Another good thing: Pigeons help prevent rat infestation. Pigeons are — well, bottomless pits; the amount of food put out by pigeon feeders is not enough to sate these birdies. They also clean up stuff that the lunch-in-the-park crowd dribbles around the park benches (you can verify this by inspection). They also clean up after the rug-rats. Interestingly, they do this in park areas, but one never finds them encroaching on the playground areas (clever birdies!). Pigeons are diurnal; they do their cleanup during the day, before the rats come out. Those of us who were here before Tribeca got parks, and who helped fund the first and second parks (the first park was supposed to be locked, and I vaguely recall having a key given out when one made a contribution), recall cat-sized rats in large numbers. Pigeons have reduced the attractions of the park; rats — nocturnal critters, and proven bearers of “zoonotic” diseases — now haunt the trash piles set out by the local restaurants as they close at night and the leavings of the local school cafeterias.

Finally, there is the very obnoxious Tribeca resident who characterizes pigeons as “rats with wings”. This expression gained currency in the Woody Allen movie, “Stardust Memories”. To this woman — on record as not liking animals of any kinds: Life is not a Woody Allen movie. Even in New York. Thank Heaven!

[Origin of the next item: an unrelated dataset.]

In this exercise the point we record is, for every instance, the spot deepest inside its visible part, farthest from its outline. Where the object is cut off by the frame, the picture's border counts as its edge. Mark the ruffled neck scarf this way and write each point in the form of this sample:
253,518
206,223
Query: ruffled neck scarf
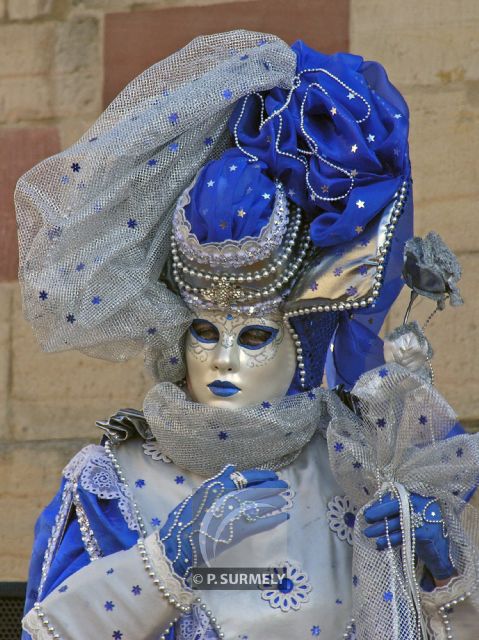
203,439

Conclusion? Folks who look at the real world as it is, who check the data and do the research — both pro-pigeon and anti-pigeon — have to conclude that pigeons are fairly decent neighbors. They are not especially dirty (in fact, there is good evidence they are clean-freaks) and such mess as they make is easily managed without much fuss. They are neither causes of disease, nor transmitters of disease. They are occasionally enthusiastic and their enthusiasm can be a bit overwhelming (I speak from personal experience) — but an adult reaction to this quickly calms things down. [On the other hand, it’s sort of fun to walk into a place where you’ve visited the birds before, to be recognized by one or another of them, and have them waddle up and look at you, as if to say, “Hi, and O, you wouldn’t have a peanut with you, would you?”]

The relatively small number of people who take a different view — ignoring fact in favor of personal fantasy — have embraced value-totalities that simply make it impossible see what is really real in front of them. They lead lock-step lives, devoid of clear thinking. What is particularly sad in the case of such folks caught up in their private totalitarian hells: No one else will ever really fit in, so they they will live alone and lonely. Perhaps as a gesture of good will, we might poison their tea.